La « relation de mer » rapproche la Grande Bretagne de Marseille. Mais les relations de la Grande Bretagne avec le Commonwealth, sont essentiellement économiques (les pays du Commonwealth gardent leur identité politique, tandis que la réussite dans nos colonies n’est pas du même ordre. D’où un malentendu avec l’Europe, à l’égard de laquelle la Grande Bretagne voulait seulement voir un nouveau Commonwealth. D’où des immigrations différentes, que l’on pourrait caricaturer entre immigration d’hommes d’affaires et immigration de pauvres ou de français issus d’une décolonisation ratée, comme les « pieds-noirs ».
Multiculturalisme aussi, mais qui a pu faire évoluer la vie urbaine marseillaise vers des situations critiques.
La Méditerranée n’est pas la mer de Londres et de la Grande Bretagne, qui a colonisé des peuples plus lointains qui ont évolué vers une certaine réussite économique, alors que nos colonies sont économiquement plus fragiles, moins riches et source d’antagonismes.

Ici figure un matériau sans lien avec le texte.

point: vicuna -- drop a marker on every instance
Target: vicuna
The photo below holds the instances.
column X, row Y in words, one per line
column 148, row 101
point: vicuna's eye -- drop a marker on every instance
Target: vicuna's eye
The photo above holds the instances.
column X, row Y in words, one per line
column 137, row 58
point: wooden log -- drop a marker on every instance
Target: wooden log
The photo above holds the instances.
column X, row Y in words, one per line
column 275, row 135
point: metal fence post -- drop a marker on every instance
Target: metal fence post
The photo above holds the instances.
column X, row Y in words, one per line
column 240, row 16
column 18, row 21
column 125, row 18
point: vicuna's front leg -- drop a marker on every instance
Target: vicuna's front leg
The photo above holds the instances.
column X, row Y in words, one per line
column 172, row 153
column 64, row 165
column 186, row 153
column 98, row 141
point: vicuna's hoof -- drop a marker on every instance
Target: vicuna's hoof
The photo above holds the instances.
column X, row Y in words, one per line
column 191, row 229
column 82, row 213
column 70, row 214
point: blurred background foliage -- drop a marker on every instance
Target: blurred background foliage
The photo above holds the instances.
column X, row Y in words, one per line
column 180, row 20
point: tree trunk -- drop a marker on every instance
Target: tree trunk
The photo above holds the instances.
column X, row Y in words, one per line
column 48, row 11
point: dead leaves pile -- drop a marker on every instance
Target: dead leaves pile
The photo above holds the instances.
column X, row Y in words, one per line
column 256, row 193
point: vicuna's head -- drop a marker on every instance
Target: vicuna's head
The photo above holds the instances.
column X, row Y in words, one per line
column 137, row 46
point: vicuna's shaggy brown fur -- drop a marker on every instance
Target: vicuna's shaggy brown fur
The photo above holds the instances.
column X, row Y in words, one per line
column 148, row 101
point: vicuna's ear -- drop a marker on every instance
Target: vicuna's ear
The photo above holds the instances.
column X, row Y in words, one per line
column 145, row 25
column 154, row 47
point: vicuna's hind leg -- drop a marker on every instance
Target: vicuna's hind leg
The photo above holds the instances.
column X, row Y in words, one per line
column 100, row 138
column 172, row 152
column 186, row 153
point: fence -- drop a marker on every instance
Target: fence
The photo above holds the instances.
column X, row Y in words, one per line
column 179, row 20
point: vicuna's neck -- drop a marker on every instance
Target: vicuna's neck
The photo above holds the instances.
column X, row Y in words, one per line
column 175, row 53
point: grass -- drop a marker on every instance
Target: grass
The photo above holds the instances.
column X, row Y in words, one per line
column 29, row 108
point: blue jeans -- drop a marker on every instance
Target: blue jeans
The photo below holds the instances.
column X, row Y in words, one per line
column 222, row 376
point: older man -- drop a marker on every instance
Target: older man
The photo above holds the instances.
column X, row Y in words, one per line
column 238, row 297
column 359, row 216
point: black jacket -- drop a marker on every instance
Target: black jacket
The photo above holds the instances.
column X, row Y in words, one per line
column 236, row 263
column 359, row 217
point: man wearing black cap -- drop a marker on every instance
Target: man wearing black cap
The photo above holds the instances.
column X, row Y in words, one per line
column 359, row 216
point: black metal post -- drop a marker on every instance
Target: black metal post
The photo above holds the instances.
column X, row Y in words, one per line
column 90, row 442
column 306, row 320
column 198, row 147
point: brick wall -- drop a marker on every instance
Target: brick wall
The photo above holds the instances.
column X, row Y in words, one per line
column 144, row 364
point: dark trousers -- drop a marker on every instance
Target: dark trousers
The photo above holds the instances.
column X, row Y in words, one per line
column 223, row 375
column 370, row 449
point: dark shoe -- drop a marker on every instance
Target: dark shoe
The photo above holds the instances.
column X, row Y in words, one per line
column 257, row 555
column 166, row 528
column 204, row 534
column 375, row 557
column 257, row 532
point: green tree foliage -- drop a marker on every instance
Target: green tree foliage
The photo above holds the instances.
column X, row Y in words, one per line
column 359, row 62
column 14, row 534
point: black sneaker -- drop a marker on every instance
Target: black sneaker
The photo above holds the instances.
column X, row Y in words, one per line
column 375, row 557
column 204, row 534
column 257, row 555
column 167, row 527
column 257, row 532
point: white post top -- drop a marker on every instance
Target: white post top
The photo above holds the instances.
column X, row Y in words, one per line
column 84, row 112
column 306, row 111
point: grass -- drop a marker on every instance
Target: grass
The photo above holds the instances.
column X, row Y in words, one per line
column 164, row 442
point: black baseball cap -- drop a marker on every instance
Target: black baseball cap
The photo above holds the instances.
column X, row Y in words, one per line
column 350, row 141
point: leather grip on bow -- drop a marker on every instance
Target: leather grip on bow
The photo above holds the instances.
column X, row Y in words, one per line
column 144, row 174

« Enfin, les migrations vers la Grande-Bretagne n’ont pas été imposées par des situations économiques, mais, au contraire, ont contribué à l’enrichissement du Royaume-Uni et à son développement. C’est ainsi que le nouveau maire de Londres, Sadiq Khan, est d’origine pakistanaise et de culture musulmane. En revanche, les migrations qui se sont inscrites dans la métropole marseillaise n’ont pas été liées à des relations d’échanges économiques, mais plutôt à des difficultés de développement économique des pays d’où elles sont issues, ce qui a lié le multiculturalisme marseillais à des logiques de crise, à de tensions économiques et sociales et à des tensions sur l’emploi. »
Voilà qui pose quelques questions sur ce que la Grande Bretagne et la France ont apporté à leurs anciennes colonies et les fruits qu’elles peuvent en retirer. Voilà qui nous interroge aussi sur nos discours en matière économique.